Pereira destacou que, mensalmente, a Universidade Estadual, desde o início do ano, está deixando de receber R$ 8 milhões, além de não ter recebido nenhum valor referente ao duodécimo de dezembro. Já Fernando Carvalho frisou que estes são números que necessitam de uma discussão clara e transparente a respeito deles e que é preciso avaliar o quanto está se perdendo e o quanto ainda é possível recuperar, para que os prejuízos sejam minimizados ao máximo.

“É preciso saber o que está acontecendo e o que a gente vai conseguir recuperar”, disse Antonio Pereira, ressaltando que a preocupação central é para que Campina continue tendo um centro de referência em educação. “À medida em que nós temos um problema de ordem financeira do estado e termina recaindo na Universidade, isso é muito ruim, porque os investimentos em tecnologia e na qualidade dos serviços prestados aos alunos começam a ser revistos e decair”, comentou.

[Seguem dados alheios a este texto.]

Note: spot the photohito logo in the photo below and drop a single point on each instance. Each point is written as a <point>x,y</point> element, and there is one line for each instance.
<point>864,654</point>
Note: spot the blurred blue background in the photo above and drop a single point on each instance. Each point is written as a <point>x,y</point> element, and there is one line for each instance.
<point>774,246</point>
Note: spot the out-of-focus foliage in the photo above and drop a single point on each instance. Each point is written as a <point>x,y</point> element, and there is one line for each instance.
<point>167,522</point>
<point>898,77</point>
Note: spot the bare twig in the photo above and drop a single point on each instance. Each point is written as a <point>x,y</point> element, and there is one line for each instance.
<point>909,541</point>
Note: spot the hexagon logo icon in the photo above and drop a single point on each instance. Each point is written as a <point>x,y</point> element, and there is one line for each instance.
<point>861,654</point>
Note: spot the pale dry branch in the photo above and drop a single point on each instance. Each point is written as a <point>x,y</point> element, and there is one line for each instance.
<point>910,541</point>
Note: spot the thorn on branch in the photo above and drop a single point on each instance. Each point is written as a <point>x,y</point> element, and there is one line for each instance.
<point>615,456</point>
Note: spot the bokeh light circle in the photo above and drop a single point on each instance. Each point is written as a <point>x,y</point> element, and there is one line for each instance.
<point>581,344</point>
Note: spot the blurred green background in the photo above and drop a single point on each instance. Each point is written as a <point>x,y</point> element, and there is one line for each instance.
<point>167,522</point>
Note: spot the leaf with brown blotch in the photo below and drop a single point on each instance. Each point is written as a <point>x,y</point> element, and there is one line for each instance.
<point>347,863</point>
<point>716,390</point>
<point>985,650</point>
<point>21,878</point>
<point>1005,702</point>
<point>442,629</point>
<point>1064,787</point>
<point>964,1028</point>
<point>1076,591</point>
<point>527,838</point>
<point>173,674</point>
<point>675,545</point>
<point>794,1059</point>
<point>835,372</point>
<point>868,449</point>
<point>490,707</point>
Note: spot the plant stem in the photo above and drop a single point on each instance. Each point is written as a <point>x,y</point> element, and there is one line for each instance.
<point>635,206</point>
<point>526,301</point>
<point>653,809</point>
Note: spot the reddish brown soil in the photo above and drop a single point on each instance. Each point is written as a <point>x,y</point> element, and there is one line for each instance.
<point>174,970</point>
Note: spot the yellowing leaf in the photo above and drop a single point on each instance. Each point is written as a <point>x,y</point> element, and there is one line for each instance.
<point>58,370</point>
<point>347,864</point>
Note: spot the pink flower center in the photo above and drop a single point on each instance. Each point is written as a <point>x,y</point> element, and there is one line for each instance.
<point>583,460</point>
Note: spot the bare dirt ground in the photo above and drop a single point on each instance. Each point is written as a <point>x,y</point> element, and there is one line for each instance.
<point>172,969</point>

O parlamentar enfatizou que o repasse incompleto do duodécimo para a UEPB pode gerar problemas além do âmbito institucional. “Este problema repercute imediatamente na economia de Campina Grande. Ora, se nós estamos perdendo esses valores, vamos ficar muito preocupados, porque a gente começa a perder renda e perdendo renda o estado começa a perder mais impostos e aí começa toda uma cadeia negativa e contrária”, salientou.

Ele demonstra preocupação com o fato de que, sem todos os recursos, a Universidade Estadual da Paraíba está perdendo espaço diante das outras universidades. “Se temos uma coisa fundamental, que devemos imprimir um ritmo acelerado, é pela educação, inclusive pela tecnologia mais qualificada. Então, eu acredito que é fundamental que seja revista essa situação na maior brevidade”, disse, acrescentando que, uma vez ferida a autonomia financeira, a UEPB perde seu poder real.

Segundo o vereador, realmente a lei de responsabilidade fiscal do estado vem sendo ferida, mas já é possível retomar investimentos. “Nos últimos 365 dias, a lei de responsabilidade fiscal está sendo ferida no seu quantitativo, que seria de 46,75%. Esse valor ainda está muito acrescido. Porém, houve um decréscimo das despesas muito forte, nos meses de janeiro, fevereiro e março, devendo se acentuar no mês de abril, ao tempo em que a receita cresceu em termos de valores reais muito fortemente”, explicou.
Para os parlamentares campinenses, “é preciso retomar investimentos para a funcionalidade das instituições, porque nós vemos em Campina Grande, por exemplo, o Numol sem funcionar a altura da cidade e da região, as escolas com funcionamento prejudicado, nos hospitais também foram diminuídas todas as despesas. As instituições não estão funcionando a altura dessa cidade. Onde vamos parar com isto? Quando nós vamos trazer uma resposta que nos dê esperança. Ninguém está exigindo milagres, mas é preciso apresentar dados que deem alguma esperança e tranquilize a população”, concluiu Pereira.